I should salute you from this heart of mine
And thank you for placing your life on the line
For me, I'm free
I pray that the rest of your journey is a peaceful one
And may you take your own sweet time
Mr. P.O.W. 369

So, the song continues, but that's basically the whole gist of it.  There are no other lessons learned.  Just, dude was raging, little old man pulls out in front of him, dude rages even more until he realizes the little old guy was a vet...then suddenly he feels like he has egg on his face.

It's like there's zero self-reflection here.  It's not like, "Oh, you know, you probably shouldn't road rage on anybody, and I learned that lesson when I road raged on a vet this one time."  No.  It's not that at all.  It's like he's saying, "Road rage is okay...unless it's on a vet, you bastards, so keep an eye out on those bumper stickers.  P.O.W.s can take their own sweet time and shit, but everybody else GTFO of the way!"
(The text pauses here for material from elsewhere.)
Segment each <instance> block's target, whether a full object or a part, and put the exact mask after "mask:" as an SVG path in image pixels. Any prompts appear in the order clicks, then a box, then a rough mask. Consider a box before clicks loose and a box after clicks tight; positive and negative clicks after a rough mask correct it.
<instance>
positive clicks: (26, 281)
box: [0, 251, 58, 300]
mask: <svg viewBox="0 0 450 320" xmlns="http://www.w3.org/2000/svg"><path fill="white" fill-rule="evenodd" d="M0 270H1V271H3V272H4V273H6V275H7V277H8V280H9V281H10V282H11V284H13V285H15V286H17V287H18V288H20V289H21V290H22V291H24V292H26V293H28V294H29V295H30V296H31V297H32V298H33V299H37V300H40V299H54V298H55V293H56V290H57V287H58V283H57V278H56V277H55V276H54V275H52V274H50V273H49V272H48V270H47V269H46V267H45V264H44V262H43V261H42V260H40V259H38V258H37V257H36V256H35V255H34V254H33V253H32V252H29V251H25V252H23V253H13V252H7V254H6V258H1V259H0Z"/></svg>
I mean, in doing my research (read: Wikipedia) for this blogpost, I learned that the guy who sings this song, Darryl Worley, is most famous for that godawful "Have You Forgotten" song, so I'm not surprised that he's not big on self-reflection and taking life lessons away from his experiences.  He's more about being maudlin and oversimplifying shit.  In which case, I guess "Fuck with everybody but P.O.W.s" tends to err on the more introspective side of the spectrum of messages.